Dark times do not last. Adut Bulgak believes that.

“Keep pushing,” the 23-year-old rookie center for the New York Liberty told amNewYork. “Things may always look dark. … You’ll get what you want, as hard as you work, as much as you want it, if you’re having fun. If your heart is truly in it, you’re going to get what you want.”

The 6-foot-4 Bulgak experienced her more than fair share of tribulations along her journey to the WNBA, which began in war-torn Sudan before winding up in Manhattan.

Born Dec. 20, 1992, during the Second Sudanese Civil War, her family fled to country in search of a better life. They emigrated as refugees from Kenya to Alberta, Canada in 1998, settling in Edmonton when she was 10.

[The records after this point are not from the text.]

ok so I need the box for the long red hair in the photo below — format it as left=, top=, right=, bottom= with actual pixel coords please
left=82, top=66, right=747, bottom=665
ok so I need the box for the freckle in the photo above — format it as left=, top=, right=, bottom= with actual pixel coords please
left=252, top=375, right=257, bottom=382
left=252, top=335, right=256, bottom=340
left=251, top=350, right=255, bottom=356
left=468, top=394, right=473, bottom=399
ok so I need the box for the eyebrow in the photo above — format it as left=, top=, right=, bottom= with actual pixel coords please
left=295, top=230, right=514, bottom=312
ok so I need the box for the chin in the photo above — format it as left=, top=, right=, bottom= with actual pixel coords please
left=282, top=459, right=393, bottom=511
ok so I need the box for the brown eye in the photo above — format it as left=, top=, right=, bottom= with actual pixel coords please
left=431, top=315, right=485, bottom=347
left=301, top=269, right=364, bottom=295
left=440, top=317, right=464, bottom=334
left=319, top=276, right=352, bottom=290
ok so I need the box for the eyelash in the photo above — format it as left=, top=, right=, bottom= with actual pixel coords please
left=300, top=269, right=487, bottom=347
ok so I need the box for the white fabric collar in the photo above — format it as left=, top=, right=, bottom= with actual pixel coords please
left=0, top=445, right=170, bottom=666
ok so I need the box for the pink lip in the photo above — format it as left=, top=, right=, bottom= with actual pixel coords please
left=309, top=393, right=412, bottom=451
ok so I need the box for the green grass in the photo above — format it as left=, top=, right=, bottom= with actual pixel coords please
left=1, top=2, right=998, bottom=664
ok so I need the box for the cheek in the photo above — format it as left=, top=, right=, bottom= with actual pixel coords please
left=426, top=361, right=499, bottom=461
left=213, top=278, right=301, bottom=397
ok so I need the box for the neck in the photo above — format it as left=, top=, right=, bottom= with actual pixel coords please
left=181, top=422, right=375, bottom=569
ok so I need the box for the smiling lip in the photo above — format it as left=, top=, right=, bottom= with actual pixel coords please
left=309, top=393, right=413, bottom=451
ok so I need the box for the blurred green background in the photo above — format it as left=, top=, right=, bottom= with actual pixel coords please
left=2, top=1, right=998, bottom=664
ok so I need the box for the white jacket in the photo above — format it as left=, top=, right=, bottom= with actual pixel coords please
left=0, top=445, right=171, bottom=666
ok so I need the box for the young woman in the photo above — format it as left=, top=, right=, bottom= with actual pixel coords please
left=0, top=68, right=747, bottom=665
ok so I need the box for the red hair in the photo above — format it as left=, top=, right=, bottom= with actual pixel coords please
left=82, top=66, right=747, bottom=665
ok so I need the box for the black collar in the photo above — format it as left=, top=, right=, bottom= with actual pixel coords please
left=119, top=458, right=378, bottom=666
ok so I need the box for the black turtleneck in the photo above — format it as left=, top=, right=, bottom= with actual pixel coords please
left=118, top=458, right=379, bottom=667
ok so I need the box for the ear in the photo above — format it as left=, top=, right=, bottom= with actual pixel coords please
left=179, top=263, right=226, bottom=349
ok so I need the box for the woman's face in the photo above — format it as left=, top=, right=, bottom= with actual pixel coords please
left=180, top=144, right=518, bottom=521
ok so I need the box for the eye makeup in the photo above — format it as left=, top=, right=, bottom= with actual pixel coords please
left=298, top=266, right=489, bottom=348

While father Atem and mother Ayen worked long hours to make ends meet, older brothers Deng Atem and Bul Atem stepped up at home. The brothers encouraged her to pursue her goals on the court as she found a talent for basketball.

“In a lot of ways, growing up, not having all the luxuries that other people may have, you appreciate little things more,” said Bulgak. “Nothing’s really given to you.”

But tragedy struck the family again during her formative years. Deng was killed in a double homicide on May 15, 2007. Two years later on Sept. 14, 2009, Bul’s vehicle flipped over on the highway and claimed his life, too. To honor their memory, Bulgak writes both names on her sneakers to this day.

Bulgak persevered, earning a scholarship to Trinity Valley Community College in Texas, where she guided the Lady Cardinals to a pair of national titles in 2013 and ‘14. Her accomplishments garnered notice from Florida State University, where she accepted a scholarship and went on to earn first-team All-ACC honors as a junior and second-team as a senior this year.

Her standout career at Florida State was enough for the Liberty to make her the No. 12 overall pick in the draft this spring. Although her on-court impact with the team has been limited to 22 minutes over six games on a veteran squad, Bulgak credits the wisdom of her coaches and teammates with helping her adapt to the WNBA and is grateful for the opportunities she has earned along the way.

“All my life, I’ve had to work for what I want,” Bulgak said, “And that just makes it more satisfying to be where I am now because I earned it, and it wasn’t given to me.”